Turan EI, Baydemir AE, Şahin AS, Özcan FG. Effectiveness of ChatGPT-4 in predicting the human decision to send patients to the postoperative intensive care unit: a prospective multicentric study. Minerva Anestesiol. 2025 Mar 27.
Abstract available
Abstract
Background: Postoperative ICU admission is crucial in surgical patient management, impacting morbidity and mortality outcomes. Traditional prediction methods, such as the ASA physical status classification, are subjective and prone to variability. This study evaluates the effectiveness of ChatGPT-4 in predicting postoperative ICU admission needs using comprehensive preoperative patient data.
Methods: In this prospective multicentric study, data from 406 patients aged 18 and older were analyzed. Patients requiring emergency surgery and those with insufficient information were excluded. Preoperative data, including demographics, medical history, laboratory results, and imaging findings, were collected and anonymized. ChatGPT-4 was configured to predict ICU admission needs based on this data. The model's predictions were compared with actual ICU admissions using Chi-Square, confusion matrix, and one-sample t-tests.
Results: ChatGPT-4 model predicted 128 patients for ward care and 278 for ICU admission. Among the predicted ICU cases, 160 were correctly identified as ICU, while 118 were observed to need ward care. The overall accuracy of the model was 0.645, with a specificity of 0.464, sensitivity of 0.860, and an F1 score of 0.690. A chi-square test revealed a significant result (P=0.000).
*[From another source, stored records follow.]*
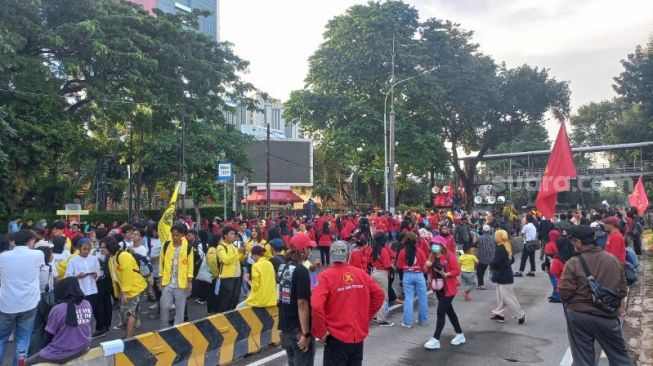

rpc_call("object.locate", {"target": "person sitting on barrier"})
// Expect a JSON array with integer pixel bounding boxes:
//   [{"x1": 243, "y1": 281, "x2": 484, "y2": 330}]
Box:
[
  {"x1": 237, "y1": 245, "x2": 277, "y2": 308},
  {"x1": 25, "y1": 277, "x2": 93, "y2": 365}
]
Conclusions: The findings demonstrate that ChatGPT-4 can effectively predict postoperative ICU needs, providing a valuable tool for clinical decision-making. While the model showed strong agreement with actual ICU admissions, refinement is needed to improve the accuracy of ICU stay duration predictions. Integrating AI in preoperative assessments could enhance objectivity and efficiency, contributing to optimized patient care and resource allocation. Further validation across diverse patient populations is recommended.